L'idée assez simple du modèle de conception
synchrone est de considérer qu'un programme plongé dans
un environnement (constitué de procédés, d'opérateurs,
d'autres programmes), interagit significativement avec cet
environnement au travers d'un ensemble fini de supports de
communication à des instants formant un ensemble dénombrable
partiellement ordonné. À chaque instant, plusieurs actions
(messages reÇus, émis, calculs...) peuvent être effectuées ;
elles sont alors simultanées et possèdent un même indice
temporel. L'écoulement du temps résulte des successions de
ces communications, mais aussi de changements explicites
décrits dans l'algorithme que le programme met en oeuvre (par
exemple pour une équation
yt = f
(xt - 1), la sortie y sera simultanée à chaque occurrence
suivante de l'entrée x).
Selon les formalismes, les sorties calculées sont, sauf
changement explicite dans le programme, soit simultanées aux
entrées qui ont provoqué leur calcul comme dans les langages
Esterel, Lustre ou Signal, soit produites à l'instant suivant
comme dans Statemate ou VHDL par exemple.
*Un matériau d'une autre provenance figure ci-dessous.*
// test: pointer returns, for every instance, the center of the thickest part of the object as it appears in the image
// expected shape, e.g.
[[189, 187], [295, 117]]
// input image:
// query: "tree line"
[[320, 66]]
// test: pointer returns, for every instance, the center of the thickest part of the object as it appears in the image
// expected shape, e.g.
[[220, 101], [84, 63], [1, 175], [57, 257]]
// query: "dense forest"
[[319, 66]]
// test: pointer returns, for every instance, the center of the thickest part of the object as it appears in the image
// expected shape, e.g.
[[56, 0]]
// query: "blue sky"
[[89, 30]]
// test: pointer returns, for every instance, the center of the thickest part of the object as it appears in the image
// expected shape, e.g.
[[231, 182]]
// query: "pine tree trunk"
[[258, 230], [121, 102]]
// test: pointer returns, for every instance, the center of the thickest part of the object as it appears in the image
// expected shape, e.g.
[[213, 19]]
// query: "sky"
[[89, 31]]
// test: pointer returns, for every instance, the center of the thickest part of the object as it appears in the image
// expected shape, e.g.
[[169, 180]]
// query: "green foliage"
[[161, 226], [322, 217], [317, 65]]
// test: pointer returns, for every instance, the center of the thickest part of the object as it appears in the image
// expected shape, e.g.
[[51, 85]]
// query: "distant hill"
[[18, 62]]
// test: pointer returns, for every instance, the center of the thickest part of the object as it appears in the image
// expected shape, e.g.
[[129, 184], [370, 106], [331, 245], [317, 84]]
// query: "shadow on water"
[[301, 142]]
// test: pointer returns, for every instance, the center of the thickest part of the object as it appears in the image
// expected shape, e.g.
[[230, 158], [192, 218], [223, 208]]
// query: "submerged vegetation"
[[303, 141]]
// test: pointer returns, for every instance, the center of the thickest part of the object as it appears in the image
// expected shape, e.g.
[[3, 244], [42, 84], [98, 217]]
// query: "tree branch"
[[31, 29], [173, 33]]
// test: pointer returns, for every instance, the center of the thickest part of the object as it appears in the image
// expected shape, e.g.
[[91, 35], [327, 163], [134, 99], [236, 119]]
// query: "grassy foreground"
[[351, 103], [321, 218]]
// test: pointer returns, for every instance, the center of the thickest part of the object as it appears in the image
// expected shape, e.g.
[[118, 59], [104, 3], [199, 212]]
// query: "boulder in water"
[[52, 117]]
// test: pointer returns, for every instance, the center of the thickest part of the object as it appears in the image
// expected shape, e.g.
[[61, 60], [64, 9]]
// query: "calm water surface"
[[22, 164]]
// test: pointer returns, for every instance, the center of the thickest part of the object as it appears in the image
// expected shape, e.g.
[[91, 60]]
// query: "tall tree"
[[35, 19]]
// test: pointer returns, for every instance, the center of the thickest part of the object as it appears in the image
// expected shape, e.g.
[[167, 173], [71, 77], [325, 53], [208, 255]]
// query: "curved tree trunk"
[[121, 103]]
Le langage Signal [8], conÇu et mis en oeuvre dans le projet, est
de plus, comme Lustre, construit selon une approche flot de
données faisant d'un programme un système d'équations. À la
différence de ce qui se passe en Lustre, le système
d'équations d'un programme Signal décrit par une
relation des contraintes entre les signaux
d'entrée et de sortie du système ; ceci permet d'utiliser
Signal pour donner des spécifications partielles ou décrire
des comportements non déterministes. Cette banalisation
(néanmoins partielle) des entrées et des sorties permet en
outre la spécification et la programmation de systèmes
réactifs [HP85] mais aussi «pro-actifs»
(pouvant par exemple contraindre leurs entrées).